Buy side research analyst interview

I have a buy-side investment analyst interview next week. I am currently a sell side associate in equity research, so I am assuming the skill sets and competencies tested for both sell/buy side are generally the same. Is there anything in particular that stands out as different that I may find myself accentuating in the interview. Just don’;t want to be caught dumbfounded as this is a position I really want. Any tips would be hugely appreciated? Thanks all

for further clarity, the position is a for a mutual fund company researching domestic equity securities

Congrats and good luck. I’ll take your old j o b if you get your bside gig. :slight_smile:

yipi, Good luck for the interview.I really hope you get the job so I can apply for the associate spot at your current firm. Do you mind sharing your background/experience a bit.It’s really encouraging to see people getting interviews in this market.

bump. Would like to know also. Thanks.

look at all the bottome feeders on this thread hoping to score a job lead. Just kidding. My experience in interviewing with the buy-side is that they tend to be more focused on your understanding of valuation than on the nuts-and-bolts type work you do as an associate. They assume you know how to work through financial statements, question managements, build/work with a financial model, do channel checks, ect. What most sell-side associates lack IMO coming out of that position is a good understanding or the ability to articulate an understanding of different valuation approaches and why they work or don’t work and when they are appropriate.
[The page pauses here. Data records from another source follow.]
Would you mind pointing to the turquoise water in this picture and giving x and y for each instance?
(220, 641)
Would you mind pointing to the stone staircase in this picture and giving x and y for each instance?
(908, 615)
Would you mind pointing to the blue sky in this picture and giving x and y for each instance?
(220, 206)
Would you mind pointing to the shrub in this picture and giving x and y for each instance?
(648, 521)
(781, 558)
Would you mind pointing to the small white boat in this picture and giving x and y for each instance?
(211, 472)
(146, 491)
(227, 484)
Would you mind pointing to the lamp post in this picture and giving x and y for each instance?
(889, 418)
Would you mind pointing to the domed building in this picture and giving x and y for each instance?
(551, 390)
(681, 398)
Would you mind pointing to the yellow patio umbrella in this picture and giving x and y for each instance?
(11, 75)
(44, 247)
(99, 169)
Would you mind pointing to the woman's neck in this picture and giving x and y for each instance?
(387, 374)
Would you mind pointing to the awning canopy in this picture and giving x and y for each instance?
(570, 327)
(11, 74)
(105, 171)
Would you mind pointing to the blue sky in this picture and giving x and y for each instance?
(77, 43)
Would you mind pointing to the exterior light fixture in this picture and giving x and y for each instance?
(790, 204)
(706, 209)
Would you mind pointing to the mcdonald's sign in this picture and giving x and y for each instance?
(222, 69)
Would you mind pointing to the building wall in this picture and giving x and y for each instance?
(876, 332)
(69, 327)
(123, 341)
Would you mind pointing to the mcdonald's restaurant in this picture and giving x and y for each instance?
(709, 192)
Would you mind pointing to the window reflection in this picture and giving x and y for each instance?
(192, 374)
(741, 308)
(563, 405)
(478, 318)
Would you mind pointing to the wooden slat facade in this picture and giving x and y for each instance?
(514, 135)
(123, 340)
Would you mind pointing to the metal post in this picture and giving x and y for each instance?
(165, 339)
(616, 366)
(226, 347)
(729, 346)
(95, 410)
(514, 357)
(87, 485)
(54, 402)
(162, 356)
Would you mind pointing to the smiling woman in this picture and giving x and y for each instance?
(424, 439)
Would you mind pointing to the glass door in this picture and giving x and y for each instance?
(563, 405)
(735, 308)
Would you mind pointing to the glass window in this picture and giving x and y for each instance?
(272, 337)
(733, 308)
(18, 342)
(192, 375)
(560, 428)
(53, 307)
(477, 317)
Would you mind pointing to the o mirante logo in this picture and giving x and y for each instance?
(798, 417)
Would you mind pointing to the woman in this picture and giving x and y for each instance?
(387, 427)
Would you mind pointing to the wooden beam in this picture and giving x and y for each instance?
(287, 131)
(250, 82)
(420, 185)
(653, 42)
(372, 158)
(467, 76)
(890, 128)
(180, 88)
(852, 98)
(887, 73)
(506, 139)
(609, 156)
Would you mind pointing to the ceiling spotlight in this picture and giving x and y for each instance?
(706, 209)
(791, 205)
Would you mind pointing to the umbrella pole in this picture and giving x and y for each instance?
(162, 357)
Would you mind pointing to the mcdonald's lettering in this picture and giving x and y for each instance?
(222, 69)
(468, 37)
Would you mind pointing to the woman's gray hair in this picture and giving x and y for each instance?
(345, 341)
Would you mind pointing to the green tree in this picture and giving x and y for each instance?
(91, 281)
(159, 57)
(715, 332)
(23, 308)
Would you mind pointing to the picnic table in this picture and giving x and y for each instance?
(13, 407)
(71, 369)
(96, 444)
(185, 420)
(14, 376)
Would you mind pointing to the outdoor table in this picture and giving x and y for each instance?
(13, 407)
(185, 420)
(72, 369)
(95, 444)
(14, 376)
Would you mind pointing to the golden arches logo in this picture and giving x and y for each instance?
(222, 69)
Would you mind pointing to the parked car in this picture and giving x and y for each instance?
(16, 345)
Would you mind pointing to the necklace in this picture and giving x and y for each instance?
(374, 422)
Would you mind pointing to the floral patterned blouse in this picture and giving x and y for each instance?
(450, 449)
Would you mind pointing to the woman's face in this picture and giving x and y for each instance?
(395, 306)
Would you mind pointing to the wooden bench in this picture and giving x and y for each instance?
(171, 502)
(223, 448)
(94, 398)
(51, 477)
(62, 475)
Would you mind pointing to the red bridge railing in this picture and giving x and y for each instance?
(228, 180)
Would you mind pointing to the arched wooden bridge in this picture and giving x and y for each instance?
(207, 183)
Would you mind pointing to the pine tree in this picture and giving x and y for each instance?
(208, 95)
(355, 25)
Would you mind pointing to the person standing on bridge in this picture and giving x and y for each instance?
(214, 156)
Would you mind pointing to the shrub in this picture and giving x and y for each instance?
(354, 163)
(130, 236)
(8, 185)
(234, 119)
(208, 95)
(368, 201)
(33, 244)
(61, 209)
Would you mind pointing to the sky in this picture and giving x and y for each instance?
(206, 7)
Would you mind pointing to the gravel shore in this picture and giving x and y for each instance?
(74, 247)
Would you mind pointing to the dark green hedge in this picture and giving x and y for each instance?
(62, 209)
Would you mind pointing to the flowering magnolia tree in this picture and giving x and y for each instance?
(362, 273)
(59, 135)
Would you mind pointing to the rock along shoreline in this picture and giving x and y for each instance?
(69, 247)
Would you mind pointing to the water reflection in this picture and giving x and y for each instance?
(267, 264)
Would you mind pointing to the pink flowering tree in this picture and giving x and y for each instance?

yes, know the pros and cons of different valuation methodologies and why you would use one over the other

Helpful. Thanks.

What’s a channel check? Not trying to be funny. Genuine question. How many stocks do you cover in your current job Hobbes? Any idea how many you’ll cover in your new one? Would you still be sector focussed in the new job or have a broader remit? The skills overlap from one to the other is very large as you would expect. I think having some SS experience is a good thing if you move to the BS. You know all the nonsense that goes on at the other side, especially when it comes to massasing target prices to keep corporate realtions sweet and so on. You’ll want to convince them you can read accounts, know how to value a company, intelligently meet with analysts and company represtentatives etc. Probably all fairly obvious but I’d write down a list of expected questions and then have answers prepared for them in your head. Depending on the company you’re interviewing at, you’ll also likely have to tolerate the usual silliness of telling them your weaknesses, answering riddles and all that nonsense. God interviews are really quite a strange process aren’t they? I think they get easier the higher up the food chain you know. Questions tend to be more job specific and less wishy washy.

Thanks Carson.

What you really need to do is research the firm regarding their strategy (or the strategy employed by the specific fund). Then you should analyze a stock using their methodology so when the “so, what stocks are you looking at and why?” question come up you’ll be ready to give them the answer most fitting. The sell side looks at 1 yr price targets, but buy side firms sometimes have holding horizon in excess of 4 years; thus the “risks” you identify may not be the key risks focused by the fund manager. Culture fit is also very important. Take the time to fish out interests of your potential colleagues (books on shelfs, signed autographs, and etc). I think the first 5 minutes of ice breaking goes by really fast (and well) if you focus (and feign) on the interest of your interviewer.

Carson Wrote: ------------------------------------------------------- > What’s a channel check? Not trying to be funny. > Genuine question. > A channel check is basically where you independently verify a data point either quantitatively (preferable) or anecdotally. The term really comes from investigating manufacturers distribution channels. For example if I thought DECK was seeing a slow down in retail sales but management told me otherwise I might call someone in merchandising at Dillards or Nordstrom and ask them or on a more grassroots level I could do a store walk and talk to salespeople in the stores. But this isn’t limited to manufacturing or retail…It could be done by an IT analysts who surveys a group of IT people to find out if new software is really as great as touted by management.

Ah ok. Makes sense. I guess that kind of thing is important for sell side analysts or those on the buy side covering stocks in very close detail. I’m sure some analysts could add a lot of value if they have contacts built up in an industry over the years so that they can form opinions on the kind of factors you’re talking about.

channel = sales channel. Channel check = see what’s happening on the ground (in sales, typically) to see if it leads to similar conclusions (or not) to what the corporate guys are telling you.